Warning & Disclaimer: The pages, articles and comments on IPWatchdog.com do not constitute legal advice, nor do they create any attorney-client relationship. The articles published express the personal opinion and views of the author and should not be attributed to the author’s employer, clients or the sponsors of IPWatchdog.com. Read more.

Discuss this

There are currently 5 Comments comments.

  1. Adam October 30, 2009 3:45 pm

    The basic idea of this patent, replacing text with synonyms on the fly for a web page, has been done for at least a decade in forum software with “swear filter” features. They add the concept of doing it for the purpose of digital watermarking, instead of for protecting the sensibilities of readers, which is an interesting idea, though one likely distasteful to both authors and readers.

    I have a legal question, though: to what extent are motivations important in determining whether someone infringes on the patent? Claim 25, for example, only seems to cover locating unauthorized copies of the data. But what if you used all of the methods in the patent to locate authorized copies of the data?

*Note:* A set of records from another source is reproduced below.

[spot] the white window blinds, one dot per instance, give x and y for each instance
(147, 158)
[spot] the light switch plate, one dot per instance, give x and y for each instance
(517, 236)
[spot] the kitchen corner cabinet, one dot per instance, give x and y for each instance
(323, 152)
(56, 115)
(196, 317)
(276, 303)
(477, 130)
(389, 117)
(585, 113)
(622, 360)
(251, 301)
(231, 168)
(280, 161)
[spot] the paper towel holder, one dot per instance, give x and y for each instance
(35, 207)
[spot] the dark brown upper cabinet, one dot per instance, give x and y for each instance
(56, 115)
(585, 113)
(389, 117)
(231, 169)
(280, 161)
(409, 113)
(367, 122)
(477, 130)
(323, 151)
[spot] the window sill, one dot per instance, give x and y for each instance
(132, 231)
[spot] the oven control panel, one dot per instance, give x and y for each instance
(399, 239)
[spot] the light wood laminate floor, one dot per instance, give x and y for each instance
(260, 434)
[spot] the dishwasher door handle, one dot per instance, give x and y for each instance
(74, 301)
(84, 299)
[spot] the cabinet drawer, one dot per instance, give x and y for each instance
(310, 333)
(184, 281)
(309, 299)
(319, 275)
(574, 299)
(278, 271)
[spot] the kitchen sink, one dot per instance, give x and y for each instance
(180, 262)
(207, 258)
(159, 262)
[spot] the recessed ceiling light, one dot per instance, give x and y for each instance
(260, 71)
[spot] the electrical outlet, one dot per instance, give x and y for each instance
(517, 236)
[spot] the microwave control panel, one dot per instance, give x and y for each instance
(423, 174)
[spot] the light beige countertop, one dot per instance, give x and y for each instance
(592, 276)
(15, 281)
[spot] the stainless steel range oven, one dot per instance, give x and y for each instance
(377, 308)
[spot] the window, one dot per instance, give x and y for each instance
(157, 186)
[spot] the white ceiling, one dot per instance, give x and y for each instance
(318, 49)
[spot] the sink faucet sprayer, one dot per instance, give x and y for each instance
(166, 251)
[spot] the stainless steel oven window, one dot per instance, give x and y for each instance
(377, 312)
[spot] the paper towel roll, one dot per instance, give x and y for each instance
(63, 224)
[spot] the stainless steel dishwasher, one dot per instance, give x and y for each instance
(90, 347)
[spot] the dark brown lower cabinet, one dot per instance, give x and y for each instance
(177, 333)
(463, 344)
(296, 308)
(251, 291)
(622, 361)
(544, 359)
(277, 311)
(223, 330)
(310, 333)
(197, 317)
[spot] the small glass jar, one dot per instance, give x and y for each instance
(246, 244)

The only difference is the reason you want to practice the methods. Would you still be infringing the patent?

  2. Pissed off Programmer October 31, 2009 11:13 am

    -Gene

    The beautiful thing about math is that it does work the same in the computer as it does on paper, excluding power failures and other such nonsense. Physics on the other hand has a lot more variability to it which goes into things like engines. I agree with the precept that computer science does not equal software engineering, but people aren’t patenting contingency planning, which is the art in software engineering. We have these great things in math called proofs. Most software “engineers” don’t know very much about the mathematical foundations they work with and their code and algorithms are very poor. So I suppose they might not get a working program together that doesn’t have a bunch of bugs in it, but it’s not like the majority of these patents contain any real technical information to alleviate this problem either.

    I read all the claims for this patent, or rather skimmed since a lot of it was duplicate text; you can really tell the parts where they include buzz phrases to ensure acceptance. I find claim 20 to be rather odd since all textual material is copyrighted, if the author so wished to fight for it. I guess they mean registered copyrighted works?

    Web service infrastructure, relational databases, sophisticated search and replace algorithms, these are nothing new. The fact that nobody has put together this particular combination yet doesn’t say anything about it except that there has been no demand. I didn’t read a single technical sentence in that entire patent that would help me implement this thing if I didn’t know how already, and I could, not just try. To me it just reads like an idea patent on a particular combination of different already existing technologies. If they were the first people to devise an algorithm that could sophisticated search and replace words in a text file or stream then I would be more impressed.

    I will say this though, for all the attacks I have made against you I do agree that the future lies in a marriage of open source with proprietary components. I think the future is in modularized programs that use open source libraries to do the work merged with professional design, testing, support, and end user content.

  3. Dave February 4, 2010 4:31 pm

    The idea of creating trackable small changes in each copy of a distributed document, with the use of a unique combination of synonyms or puncutation in each copy, is not new. This has long been done with top secret documents to provide a means of identifying the leaker. In the event of a leak, if the leaked document was recovered or reproduced the unique clues embedded in the document could be used to find out who the document had originally been issued to.

    Whether or not doing this process through an automated system is unique is…well, up to the patent examiner to determine. But the general concept is not unique and has at least been described in a number of spy novels.